JD: Can you tell us about how the work in Embellished Lens first came about? What was behind the decision to place yourself in the work? Can you tell us a bit about your interest in this kind of portraiture?
RP: What I wanted to do with the medium was contemporize it because I found something in it that was inherently surreal, which was the direction I wanted to take the work in. When you take portraits of monarchs and aristocrats and push the element of luxury or divinity even, in some cases, by combining what was then a new technology (photography) and painting in the illustrative miniaturist style, what happens is similar to manufacturing a gold-plated rolls royce, or a bejewelled carriage. The intimidation of the masses becomes a service to an empire made by artisans and craftspeople working in the royal courts. It shows a certain subservience and participation in a cycle of class-divide by both creator and consumer. That is what was behind me performing the gaze of the monarch in Greed. I wanted to make these works that smashed together these problems with a high-gloss tone of celebrity and fashion culture, and by playing inside these worlds I can ultimately say something about them. I think it highlights a parallel between these times which we think are disparate but really aren’t, and that capitalism and colonial rule have a lot in common, and one could also say that legacies of resource extraction, class divide and land ownership laws from colonial rule are inherent in the systemic structures of capitalism.
JD: Can you tell us about the play between identity, divinity and masculinity in the work? Are these more a critique of the past or the present? Can you tell us more about your take on 'neo-exoticism' and how you feel it plays out in this work?

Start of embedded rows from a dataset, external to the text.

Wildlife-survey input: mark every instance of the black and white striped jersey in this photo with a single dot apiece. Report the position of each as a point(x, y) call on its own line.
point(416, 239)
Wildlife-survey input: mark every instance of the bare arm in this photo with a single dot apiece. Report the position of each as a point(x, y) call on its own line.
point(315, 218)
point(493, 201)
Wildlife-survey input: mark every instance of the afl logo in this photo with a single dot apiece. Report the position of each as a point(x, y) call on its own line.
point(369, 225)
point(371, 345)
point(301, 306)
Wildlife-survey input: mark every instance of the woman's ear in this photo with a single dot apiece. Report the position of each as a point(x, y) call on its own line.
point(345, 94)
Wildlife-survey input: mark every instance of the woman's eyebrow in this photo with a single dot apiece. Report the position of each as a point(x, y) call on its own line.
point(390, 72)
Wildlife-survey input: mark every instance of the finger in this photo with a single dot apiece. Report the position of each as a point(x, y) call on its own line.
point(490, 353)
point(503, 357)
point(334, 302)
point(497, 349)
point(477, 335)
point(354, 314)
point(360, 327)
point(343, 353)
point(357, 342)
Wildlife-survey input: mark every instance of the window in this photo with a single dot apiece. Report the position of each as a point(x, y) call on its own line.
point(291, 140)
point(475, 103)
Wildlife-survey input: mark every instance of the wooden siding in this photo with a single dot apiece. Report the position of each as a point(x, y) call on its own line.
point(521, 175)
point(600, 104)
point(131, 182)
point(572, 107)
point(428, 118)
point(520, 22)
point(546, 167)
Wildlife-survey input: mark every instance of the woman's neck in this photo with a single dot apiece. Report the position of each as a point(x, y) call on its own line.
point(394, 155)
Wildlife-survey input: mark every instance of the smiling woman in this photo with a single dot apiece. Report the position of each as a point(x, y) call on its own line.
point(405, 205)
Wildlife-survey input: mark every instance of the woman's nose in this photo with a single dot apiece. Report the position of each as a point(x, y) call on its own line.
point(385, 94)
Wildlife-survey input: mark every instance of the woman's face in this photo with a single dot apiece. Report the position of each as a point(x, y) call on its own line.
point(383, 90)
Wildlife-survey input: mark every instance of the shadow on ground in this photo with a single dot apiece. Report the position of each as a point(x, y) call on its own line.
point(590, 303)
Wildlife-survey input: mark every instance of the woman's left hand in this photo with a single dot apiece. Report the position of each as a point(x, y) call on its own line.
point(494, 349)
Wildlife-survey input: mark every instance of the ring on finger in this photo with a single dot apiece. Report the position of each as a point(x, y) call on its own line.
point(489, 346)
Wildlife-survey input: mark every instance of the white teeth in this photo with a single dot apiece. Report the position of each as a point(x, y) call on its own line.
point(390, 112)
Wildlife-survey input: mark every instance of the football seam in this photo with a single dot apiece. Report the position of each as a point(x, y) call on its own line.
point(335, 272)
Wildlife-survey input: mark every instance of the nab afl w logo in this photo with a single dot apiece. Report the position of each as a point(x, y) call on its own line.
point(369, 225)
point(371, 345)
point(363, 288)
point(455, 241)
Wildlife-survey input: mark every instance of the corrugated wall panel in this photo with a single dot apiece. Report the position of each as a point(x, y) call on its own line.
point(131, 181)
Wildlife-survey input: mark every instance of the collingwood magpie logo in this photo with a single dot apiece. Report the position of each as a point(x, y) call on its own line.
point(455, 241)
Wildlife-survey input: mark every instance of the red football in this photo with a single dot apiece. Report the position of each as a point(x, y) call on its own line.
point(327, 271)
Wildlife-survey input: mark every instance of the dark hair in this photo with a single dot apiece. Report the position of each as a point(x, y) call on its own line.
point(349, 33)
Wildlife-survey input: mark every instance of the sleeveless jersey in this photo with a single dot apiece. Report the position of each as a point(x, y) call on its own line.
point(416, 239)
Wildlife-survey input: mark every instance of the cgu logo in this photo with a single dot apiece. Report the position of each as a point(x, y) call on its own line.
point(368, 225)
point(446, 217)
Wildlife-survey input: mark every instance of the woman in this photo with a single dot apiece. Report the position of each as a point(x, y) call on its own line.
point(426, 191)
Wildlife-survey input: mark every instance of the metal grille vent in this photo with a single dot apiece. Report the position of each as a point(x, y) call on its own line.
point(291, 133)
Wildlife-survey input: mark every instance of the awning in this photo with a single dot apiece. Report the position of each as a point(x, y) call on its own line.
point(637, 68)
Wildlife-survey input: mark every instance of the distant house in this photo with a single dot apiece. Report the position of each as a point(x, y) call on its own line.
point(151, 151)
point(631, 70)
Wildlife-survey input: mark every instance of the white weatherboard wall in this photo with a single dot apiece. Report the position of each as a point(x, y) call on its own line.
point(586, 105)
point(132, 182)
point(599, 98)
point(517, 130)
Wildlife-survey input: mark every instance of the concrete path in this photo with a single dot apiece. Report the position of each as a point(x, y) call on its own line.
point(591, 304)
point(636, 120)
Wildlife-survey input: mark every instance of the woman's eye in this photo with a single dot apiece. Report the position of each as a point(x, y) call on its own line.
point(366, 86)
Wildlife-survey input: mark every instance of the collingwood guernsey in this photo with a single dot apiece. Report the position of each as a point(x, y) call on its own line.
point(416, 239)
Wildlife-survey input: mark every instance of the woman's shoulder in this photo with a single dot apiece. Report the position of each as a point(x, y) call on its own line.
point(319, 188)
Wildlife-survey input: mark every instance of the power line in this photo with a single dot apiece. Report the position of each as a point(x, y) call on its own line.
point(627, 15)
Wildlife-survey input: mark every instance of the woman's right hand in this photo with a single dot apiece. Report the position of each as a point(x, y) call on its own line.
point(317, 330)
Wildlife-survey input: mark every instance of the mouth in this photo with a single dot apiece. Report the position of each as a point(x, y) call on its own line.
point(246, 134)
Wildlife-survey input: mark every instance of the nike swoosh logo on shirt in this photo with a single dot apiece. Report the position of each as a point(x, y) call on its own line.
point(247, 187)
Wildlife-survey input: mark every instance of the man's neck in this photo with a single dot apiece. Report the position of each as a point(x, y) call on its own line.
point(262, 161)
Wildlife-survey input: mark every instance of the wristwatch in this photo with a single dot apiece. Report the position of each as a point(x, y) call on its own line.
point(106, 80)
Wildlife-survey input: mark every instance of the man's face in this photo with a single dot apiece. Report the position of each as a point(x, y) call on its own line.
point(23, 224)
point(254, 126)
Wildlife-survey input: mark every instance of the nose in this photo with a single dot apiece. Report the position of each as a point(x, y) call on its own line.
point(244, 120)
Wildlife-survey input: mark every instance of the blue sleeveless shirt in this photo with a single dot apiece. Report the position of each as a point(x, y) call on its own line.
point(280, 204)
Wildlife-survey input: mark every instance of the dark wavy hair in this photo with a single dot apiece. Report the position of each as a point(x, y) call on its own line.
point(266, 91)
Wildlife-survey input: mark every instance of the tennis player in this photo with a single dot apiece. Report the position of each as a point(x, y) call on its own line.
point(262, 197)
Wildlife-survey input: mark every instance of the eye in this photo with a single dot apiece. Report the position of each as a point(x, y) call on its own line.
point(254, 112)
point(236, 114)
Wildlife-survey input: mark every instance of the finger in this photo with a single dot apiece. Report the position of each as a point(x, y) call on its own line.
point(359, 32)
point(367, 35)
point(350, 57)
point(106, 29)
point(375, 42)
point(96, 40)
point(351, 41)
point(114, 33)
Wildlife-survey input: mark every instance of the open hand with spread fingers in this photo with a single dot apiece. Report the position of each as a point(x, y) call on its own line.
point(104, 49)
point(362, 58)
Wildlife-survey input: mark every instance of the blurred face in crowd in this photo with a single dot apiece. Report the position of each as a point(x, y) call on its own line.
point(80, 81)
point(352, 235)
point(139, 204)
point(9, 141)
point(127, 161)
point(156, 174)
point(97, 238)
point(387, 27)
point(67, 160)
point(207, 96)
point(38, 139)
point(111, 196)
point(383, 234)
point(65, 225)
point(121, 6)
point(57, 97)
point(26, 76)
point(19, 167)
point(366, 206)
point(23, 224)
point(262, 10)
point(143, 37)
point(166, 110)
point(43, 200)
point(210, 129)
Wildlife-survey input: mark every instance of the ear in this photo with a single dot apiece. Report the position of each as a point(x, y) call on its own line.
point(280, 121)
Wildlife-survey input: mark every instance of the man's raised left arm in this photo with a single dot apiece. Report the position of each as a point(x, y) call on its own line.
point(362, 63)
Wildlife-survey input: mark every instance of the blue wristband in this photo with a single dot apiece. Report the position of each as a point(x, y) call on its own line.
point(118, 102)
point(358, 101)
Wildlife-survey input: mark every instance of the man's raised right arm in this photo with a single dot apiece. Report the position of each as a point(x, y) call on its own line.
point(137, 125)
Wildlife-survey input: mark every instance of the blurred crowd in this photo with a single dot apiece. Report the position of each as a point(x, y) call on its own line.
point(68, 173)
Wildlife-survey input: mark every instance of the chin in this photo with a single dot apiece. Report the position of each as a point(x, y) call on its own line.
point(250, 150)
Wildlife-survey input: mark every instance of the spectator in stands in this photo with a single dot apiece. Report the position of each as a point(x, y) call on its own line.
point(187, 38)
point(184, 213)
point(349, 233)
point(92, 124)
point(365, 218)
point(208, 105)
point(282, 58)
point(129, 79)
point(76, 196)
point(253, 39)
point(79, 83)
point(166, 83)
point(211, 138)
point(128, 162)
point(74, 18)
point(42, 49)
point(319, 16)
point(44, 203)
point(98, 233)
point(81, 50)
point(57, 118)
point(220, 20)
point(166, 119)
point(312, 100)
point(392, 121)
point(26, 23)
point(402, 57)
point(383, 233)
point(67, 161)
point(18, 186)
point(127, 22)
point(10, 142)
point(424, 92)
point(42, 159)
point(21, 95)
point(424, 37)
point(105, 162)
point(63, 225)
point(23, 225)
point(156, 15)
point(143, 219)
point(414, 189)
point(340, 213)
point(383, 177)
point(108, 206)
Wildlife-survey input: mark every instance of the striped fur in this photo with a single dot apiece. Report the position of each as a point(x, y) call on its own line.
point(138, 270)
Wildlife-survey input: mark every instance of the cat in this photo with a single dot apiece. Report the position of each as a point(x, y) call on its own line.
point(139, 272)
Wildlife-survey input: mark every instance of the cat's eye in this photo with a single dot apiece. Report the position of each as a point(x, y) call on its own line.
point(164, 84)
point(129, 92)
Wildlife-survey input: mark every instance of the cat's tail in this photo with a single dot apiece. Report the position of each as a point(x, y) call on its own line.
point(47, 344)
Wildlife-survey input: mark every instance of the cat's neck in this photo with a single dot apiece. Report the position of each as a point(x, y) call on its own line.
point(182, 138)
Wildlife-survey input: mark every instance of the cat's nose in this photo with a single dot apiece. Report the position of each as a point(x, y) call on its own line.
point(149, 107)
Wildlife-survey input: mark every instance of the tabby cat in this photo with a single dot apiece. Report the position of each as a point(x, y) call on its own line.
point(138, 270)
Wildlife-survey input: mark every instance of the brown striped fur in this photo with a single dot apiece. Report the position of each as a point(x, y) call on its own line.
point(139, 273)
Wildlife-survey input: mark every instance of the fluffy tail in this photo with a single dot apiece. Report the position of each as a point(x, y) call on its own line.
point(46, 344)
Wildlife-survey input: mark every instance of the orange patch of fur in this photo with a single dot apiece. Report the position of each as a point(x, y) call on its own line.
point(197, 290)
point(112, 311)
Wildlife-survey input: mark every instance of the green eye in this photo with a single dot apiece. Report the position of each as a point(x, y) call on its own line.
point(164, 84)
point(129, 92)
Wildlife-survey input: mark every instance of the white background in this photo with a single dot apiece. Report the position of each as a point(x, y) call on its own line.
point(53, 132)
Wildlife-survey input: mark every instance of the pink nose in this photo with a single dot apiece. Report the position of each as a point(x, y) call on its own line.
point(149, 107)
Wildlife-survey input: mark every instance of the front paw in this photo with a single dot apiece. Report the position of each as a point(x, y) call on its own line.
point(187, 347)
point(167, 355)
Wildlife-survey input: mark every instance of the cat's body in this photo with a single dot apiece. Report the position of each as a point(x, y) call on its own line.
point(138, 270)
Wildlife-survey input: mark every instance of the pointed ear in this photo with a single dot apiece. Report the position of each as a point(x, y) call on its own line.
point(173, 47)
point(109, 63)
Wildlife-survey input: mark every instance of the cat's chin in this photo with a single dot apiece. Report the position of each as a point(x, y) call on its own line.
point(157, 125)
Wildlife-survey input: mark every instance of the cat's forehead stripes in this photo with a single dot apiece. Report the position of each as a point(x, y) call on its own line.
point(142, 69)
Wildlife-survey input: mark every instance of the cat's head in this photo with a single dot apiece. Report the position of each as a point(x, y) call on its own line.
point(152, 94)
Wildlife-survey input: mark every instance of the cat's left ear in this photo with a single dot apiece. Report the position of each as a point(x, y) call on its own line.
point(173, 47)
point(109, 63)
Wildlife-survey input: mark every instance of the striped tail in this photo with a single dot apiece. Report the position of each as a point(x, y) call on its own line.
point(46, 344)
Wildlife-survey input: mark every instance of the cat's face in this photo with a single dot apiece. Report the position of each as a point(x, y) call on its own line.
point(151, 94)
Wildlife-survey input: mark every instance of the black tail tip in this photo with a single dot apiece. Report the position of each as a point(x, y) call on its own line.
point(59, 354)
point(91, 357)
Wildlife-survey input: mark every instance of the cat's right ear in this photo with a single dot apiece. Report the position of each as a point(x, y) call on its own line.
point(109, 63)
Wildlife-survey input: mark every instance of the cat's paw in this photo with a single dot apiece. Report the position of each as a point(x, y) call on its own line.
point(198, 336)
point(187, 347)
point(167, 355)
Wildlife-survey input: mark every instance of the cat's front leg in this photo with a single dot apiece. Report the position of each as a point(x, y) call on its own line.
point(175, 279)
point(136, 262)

RP: I don’t know if any particular gender normatives play out in the series other than in the Royal Couple, although the performativity of powerful men and taking that on was a part of making that diptych in shooting for it. I definitely keep an eye to both religious-icon portraits and the poses/body language of royal portraiture, since objects for empires and the purposes they serve are central to the embellished photography work. In creating divine untouchability and exaltation in visual representations of the rich, powerful and pedigreed, what happens is that the poor are pushed back and the powerless stay quiet in reverence. A great example are say movie stars who walk free after killing pedestrians with their vehicles; the cult of celebrity is a parallel mechanism to the big machines that turn politics and corporate rule. They all turn at the same stroke. It’s this propaganda machine that I hope to comment on by both making critical work about it as well as subverting it by placing people I know in those seats of power. The way neo-exoticism works is super complex and includes the recycling of visual culture and fashion sold to western markets, the reclamation of such culture, and regurgitation of mashups of the product’s creation and consumption, among other things. It was definitely present in works like the Yoginis series were the intention was to glamorize the holistically-marketed coloured body for itself as opposed to for the white gaze. In the embellished photograph series; Maharanis, Maharajas and so on; the taken is given back and indeed arranged together with the stances, motifs and ornamentation of colonizing empires. That is to say, neo-exoticism and it’s dynamics definitely take place in the work and they play a part in both the criticism around representation of coloured bodies, as well as the diasporic formation of identity in reclaiming histories, herstories and our stories on a victorious path to power and a hand in forming more structurally integral societies.